Halite Home

Halite Map Gini Coefficient


#1

Was thinking a bit about the different kinds of maps, specifically regarding production distribution. Some maps seem to place more emphasis on controlling the right regions than others.

I then had an idea: to use the Gini coefficient to measure the distribution of production within maps. Pretend that each site is a person and the map is the nation; each site's production is effectively its income. Luckily, this is pretty easy to calculate too!

Here's a fairly golfed 3-line calculator (relies on numpy because I was lazy, sorry, but should be easy to rewrite it to not use numpy :slight_smile:):
import sys, json, numpy
prods = numpy.cumsum(sorted(numpy.array(json.loads(open(sys.argv[1], 'r').read())['productions']).flatten()))
print(str((len(prods)*prods[-1]-2*numpy.trapz(prods)+prods[0])/len(prods)/prods[-1]))

Pass it the filename of the replay as the command line argument.

I tried it on a sample replay (specifically ar1482947270-2437412300.hlt) and got a coefficient of 0.306, which is appreciably less than the US and on par with a country such as Hungary.


#2

I continued doing my analysis, more to come, but this is a little teaser...

I downloaded the 5 GB set of files and ran it over all of them.
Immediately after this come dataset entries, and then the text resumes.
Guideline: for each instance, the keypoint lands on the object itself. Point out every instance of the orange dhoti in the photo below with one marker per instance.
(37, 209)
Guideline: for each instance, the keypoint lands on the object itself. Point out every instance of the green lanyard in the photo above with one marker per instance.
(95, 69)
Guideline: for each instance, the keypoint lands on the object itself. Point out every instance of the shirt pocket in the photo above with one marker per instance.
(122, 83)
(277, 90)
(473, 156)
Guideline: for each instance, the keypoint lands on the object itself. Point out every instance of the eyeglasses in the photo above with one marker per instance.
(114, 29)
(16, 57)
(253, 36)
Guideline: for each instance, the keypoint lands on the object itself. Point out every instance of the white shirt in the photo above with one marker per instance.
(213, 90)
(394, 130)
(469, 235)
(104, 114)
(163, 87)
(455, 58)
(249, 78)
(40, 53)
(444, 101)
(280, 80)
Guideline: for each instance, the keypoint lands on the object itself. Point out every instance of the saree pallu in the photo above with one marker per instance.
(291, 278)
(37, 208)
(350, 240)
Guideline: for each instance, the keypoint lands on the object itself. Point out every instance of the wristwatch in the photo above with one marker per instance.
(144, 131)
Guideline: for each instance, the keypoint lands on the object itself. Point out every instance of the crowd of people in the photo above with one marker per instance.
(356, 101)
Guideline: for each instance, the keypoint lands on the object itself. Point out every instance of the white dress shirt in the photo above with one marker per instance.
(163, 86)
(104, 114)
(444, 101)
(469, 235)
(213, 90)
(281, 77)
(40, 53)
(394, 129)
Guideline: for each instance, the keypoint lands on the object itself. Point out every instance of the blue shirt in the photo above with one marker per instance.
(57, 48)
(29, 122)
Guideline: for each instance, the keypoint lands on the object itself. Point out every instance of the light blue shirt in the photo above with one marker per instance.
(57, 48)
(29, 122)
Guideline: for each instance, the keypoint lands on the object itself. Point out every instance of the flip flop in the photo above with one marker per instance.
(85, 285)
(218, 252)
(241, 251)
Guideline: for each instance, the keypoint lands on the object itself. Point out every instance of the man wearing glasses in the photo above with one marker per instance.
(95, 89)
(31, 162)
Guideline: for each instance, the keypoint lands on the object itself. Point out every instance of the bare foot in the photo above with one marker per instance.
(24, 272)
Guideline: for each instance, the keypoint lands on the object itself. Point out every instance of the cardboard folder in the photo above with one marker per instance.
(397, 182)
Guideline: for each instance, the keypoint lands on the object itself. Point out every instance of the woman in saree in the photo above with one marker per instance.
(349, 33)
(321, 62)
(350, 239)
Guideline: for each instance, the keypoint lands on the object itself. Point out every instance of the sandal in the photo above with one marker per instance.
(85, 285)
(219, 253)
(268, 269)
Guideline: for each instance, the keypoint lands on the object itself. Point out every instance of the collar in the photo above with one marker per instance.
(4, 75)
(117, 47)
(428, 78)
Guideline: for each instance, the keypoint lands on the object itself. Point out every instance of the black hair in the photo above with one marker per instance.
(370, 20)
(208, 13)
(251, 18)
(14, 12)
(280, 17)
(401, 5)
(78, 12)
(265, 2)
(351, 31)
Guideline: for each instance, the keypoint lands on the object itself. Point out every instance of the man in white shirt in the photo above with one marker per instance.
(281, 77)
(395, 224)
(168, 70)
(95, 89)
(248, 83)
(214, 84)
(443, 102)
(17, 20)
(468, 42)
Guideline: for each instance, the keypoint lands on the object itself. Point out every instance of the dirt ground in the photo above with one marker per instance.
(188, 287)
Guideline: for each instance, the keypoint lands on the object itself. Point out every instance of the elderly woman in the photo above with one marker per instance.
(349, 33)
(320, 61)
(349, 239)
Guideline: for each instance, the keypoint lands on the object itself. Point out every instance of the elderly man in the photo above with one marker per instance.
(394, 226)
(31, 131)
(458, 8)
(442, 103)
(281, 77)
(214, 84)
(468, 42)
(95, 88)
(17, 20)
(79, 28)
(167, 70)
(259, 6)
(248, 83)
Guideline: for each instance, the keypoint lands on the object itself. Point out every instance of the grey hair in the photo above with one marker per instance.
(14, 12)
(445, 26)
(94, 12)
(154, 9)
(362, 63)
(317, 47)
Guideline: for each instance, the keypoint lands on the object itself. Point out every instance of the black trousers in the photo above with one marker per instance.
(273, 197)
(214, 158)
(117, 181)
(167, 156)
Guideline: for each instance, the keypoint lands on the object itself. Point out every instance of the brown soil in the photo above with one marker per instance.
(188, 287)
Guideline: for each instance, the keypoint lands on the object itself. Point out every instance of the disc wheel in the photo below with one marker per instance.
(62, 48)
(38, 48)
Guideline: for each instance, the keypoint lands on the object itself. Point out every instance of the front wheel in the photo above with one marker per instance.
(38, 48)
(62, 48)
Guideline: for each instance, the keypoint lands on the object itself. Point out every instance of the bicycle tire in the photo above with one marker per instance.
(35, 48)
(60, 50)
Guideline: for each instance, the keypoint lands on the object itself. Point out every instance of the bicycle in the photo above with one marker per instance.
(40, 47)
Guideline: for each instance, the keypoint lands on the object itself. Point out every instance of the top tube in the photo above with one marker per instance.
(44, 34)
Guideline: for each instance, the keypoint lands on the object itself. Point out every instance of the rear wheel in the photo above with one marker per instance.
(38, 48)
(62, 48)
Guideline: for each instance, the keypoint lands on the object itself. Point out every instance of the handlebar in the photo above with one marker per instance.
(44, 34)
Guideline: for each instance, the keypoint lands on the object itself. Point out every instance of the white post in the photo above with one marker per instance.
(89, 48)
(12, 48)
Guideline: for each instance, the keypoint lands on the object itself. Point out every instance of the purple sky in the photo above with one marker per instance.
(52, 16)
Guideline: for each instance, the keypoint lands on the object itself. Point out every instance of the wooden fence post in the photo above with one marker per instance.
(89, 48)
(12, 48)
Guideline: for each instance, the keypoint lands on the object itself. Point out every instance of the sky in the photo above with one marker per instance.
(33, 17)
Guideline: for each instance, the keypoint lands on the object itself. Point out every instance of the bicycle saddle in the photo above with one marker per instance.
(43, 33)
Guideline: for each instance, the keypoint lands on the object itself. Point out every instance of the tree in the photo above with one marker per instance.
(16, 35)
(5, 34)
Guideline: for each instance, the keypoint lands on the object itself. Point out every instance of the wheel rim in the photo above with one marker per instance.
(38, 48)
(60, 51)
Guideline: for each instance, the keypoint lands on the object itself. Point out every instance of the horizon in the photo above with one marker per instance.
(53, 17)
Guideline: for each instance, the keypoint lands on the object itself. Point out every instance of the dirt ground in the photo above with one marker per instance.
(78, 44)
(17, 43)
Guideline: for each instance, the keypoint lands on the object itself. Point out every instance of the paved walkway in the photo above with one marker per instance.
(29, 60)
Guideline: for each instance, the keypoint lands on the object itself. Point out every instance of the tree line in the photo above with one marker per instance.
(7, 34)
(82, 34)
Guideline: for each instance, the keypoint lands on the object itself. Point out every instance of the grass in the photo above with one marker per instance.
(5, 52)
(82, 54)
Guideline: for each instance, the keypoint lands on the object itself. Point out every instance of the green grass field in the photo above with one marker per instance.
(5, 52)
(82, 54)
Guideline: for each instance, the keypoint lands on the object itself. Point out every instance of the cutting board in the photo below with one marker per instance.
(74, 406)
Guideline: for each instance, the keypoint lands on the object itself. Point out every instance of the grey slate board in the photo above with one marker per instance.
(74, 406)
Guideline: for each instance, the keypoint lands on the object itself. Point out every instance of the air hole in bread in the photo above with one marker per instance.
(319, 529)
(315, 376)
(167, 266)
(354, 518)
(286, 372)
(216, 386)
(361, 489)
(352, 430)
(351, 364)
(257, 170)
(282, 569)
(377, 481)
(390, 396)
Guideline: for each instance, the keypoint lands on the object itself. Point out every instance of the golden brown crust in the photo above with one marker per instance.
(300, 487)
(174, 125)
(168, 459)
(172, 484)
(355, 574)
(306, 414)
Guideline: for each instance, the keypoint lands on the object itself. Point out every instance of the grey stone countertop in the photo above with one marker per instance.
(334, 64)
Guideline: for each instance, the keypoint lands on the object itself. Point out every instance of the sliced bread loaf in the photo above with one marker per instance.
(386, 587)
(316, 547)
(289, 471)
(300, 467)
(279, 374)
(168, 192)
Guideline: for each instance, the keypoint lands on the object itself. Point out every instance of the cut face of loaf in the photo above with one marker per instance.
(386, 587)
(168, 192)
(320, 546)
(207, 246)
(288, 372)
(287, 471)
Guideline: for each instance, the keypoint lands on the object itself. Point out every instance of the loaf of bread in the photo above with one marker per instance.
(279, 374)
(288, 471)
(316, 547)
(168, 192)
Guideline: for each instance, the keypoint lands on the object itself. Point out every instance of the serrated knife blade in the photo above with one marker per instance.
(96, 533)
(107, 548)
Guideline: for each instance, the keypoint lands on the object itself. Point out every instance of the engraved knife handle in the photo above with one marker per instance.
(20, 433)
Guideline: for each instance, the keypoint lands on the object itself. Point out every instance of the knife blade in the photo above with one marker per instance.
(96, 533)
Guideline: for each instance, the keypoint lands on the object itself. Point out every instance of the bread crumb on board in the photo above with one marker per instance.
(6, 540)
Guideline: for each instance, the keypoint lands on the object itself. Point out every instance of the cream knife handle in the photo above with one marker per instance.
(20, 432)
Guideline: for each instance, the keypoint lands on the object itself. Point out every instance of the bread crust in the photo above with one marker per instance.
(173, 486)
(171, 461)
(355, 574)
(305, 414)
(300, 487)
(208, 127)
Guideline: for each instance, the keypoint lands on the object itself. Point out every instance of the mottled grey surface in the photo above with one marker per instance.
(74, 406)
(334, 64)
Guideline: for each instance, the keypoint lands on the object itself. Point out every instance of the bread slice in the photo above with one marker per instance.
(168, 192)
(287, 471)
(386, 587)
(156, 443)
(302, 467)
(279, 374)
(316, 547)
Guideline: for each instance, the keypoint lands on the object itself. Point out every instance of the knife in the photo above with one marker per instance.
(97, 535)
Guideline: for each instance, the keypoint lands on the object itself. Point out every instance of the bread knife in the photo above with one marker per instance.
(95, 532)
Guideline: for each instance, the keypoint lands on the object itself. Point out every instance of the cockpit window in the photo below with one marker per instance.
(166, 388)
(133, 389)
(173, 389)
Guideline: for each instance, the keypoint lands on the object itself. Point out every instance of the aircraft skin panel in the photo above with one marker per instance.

Of all of them, the highest one corresponded to this replay and the lowest one to this replay, so I think this method may not be unreasonable.


#3

Here's a plot of the frequency of various Gini coefficients (of the 2095 games I analyzed):

It appears that one should optimize their bot for a coefficient of around 0.27-0.29, though be prepared for deviation from that.

Of course, this is only one of many factors that describe a map, but I think it's an important one.


#4

Lastly, for anyone interested in this idea but don't want to wait around for the analysis of all 2095 games to finish, here's a json file containing each replay name and the according Gini coefficient:
https://drive.google.com/open?id=0B4e-jO5ldlVjUlFzRllEUk96TG8


#5

If my economics 101 doesn't fail me I believe that what you are showing here is the poor to rich distribution from very equal to very unequal. In the games of 0.10 to 0.20 all the production very equally spread over the map while at 0.45 to 0.60 the production is very unequally spread over the map (many low and high production tiles).

Thank you, I'll use this data to finetune my own simulator to more closely generate maps of these Gini Coefficients.

I can't think of a way of optimizing specifically around 0.27 or 0.29, or maybe we are already doing that without realizing... but what I can imagine is that the bot's will of exploration could be quantified by calculating the map's gini coefficient.


#6

I have a request, could you show me the average Lorenz curve around the 0.25-0.30 Gini coefficient maps?
I'd imagine it looks quite boring but who knows!


#7

Here's the average Lorenz curve for maps with a Gini coefficient between 0.25 and 0.30

Enjoy!


#8

@Sydriax, would you mind sharing the code to create these analyses so we can mess around with it?


#9

Sure!
The actual Gini code is just the 3 lines in the original post, but later today I can also post the matplotlib code as well.


#10

Here's a Gist with the rest of the code. I added a bit of description for each file, but the code is not cleaned up: https://gist.github.com/Sydriax/947d6b331f9eb22e2ab6215e329db306.